牧師 司祭 バルナバ 前田(まえだ) 良彦(よしひこ)


 今年の大斎節もあとわずかです。昨年同様、大斎研修では様々な学びの時となりました。個々の内容についてはこの招宴で紹介されますので、どうぞお読みください。大斎が始まって、大館聖パウロ教会で作成した十字架の道行の式文をレイアウトし直してもらったところ、とても素敵な式文となりました。毎回七~八人の黙想の時ですが、自己の内面を見つめる時となっています。夜の七時というと出席し難い時間かもしれませんので、来年はもう少し工夫してみたいと思います。

十字架の道行
聖マーガレット教会の十字架の道行:第5留 主イエス、クレネのシモンの助けを受けられる。(板絵)
「ラルシュ・かなの家」のメンバー、若本政一さん作。若本さんはシンプルで暖かな色合いと構図の絵で全国の教会から注目されている画家です。苦難のイエスさまをやさしく包み込むため、1~14留は黄色系の背景で統一されたとのことです。一方で苦しみを受けながら進まれるイエスさまの上に、残酷に照りつけるエルサレムの強い日差しを象徴しているような色と感じる方もいらっしゃいます。

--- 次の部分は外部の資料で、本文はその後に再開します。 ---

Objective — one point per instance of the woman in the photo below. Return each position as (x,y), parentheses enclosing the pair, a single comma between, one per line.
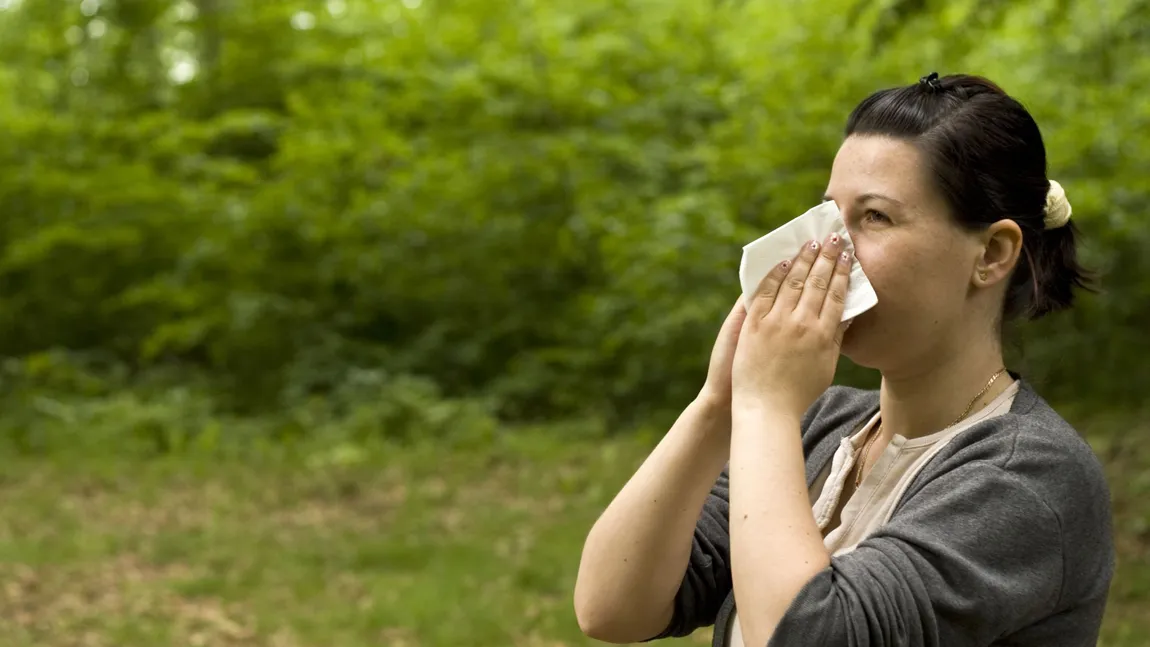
(950,507)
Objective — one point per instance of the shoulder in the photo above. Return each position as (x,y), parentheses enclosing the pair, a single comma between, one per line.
(1036,460)
(1039,449)
(836,414)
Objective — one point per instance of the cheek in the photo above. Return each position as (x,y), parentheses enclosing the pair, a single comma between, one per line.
(902,276)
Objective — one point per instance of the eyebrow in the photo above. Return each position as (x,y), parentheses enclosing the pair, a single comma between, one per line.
(866,197)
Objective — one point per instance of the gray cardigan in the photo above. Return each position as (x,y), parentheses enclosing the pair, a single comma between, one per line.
(1004,538)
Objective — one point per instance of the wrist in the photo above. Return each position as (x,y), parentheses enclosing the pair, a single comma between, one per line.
(758,408)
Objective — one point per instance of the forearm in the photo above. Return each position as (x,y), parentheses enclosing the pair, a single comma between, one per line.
(638,549)
(776,546)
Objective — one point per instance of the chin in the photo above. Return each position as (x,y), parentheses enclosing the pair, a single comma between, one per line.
(858,345)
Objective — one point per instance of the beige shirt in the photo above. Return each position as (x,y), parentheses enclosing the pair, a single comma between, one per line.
(873,502)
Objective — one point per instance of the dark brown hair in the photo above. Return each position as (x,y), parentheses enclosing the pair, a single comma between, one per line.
(987,156)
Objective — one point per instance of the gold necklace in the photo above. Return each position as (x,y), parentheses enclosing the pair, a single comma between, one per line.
(878,428)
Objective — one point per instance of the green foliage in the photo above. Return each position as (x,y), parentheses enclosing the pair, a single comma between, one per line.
(542,203)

 イエス様が受けられた誘惑、そして受難の週の聖書を読みますと、本当に試される自分とそこから逃げ出したくなるような自分を見出します。信仰という言葉を本田哲郎神父は「信頼して歩む」と翻訳されていますが、聖書の言葉を読み、神様の思いとイエス様のみ言葉をどれほど信頼して自分の人生を歩んでいるのか、自己対話の繰り返しをしているようです。自分の内面を見つめることは容易なことではありません。すぐに逃げ出して横に逸れそうな自分もあります。責任転嫁しそうな自分も発見します。けれどもそういう自分があるのだということも見つめなければならないのでしょう。
 聖木曜日と受苦日、そしてイースターヴィジルの礼拝を経て復活日を迎えます。復活のイエス様と出会ったマリアや弟子たちはイエス様だと分からなかったと記されています。イエス様がご自身を現してくださって初めて分かったのです。信仰の目がないとイエス様だと分からないのかも知れません。
 イースターはイエス様のご復活を喜び祝う大事な礼拝となります。大斎節を大事にすればするほど喜びが大きいのかも知れません。イースターには笑顔でお会いしましょう。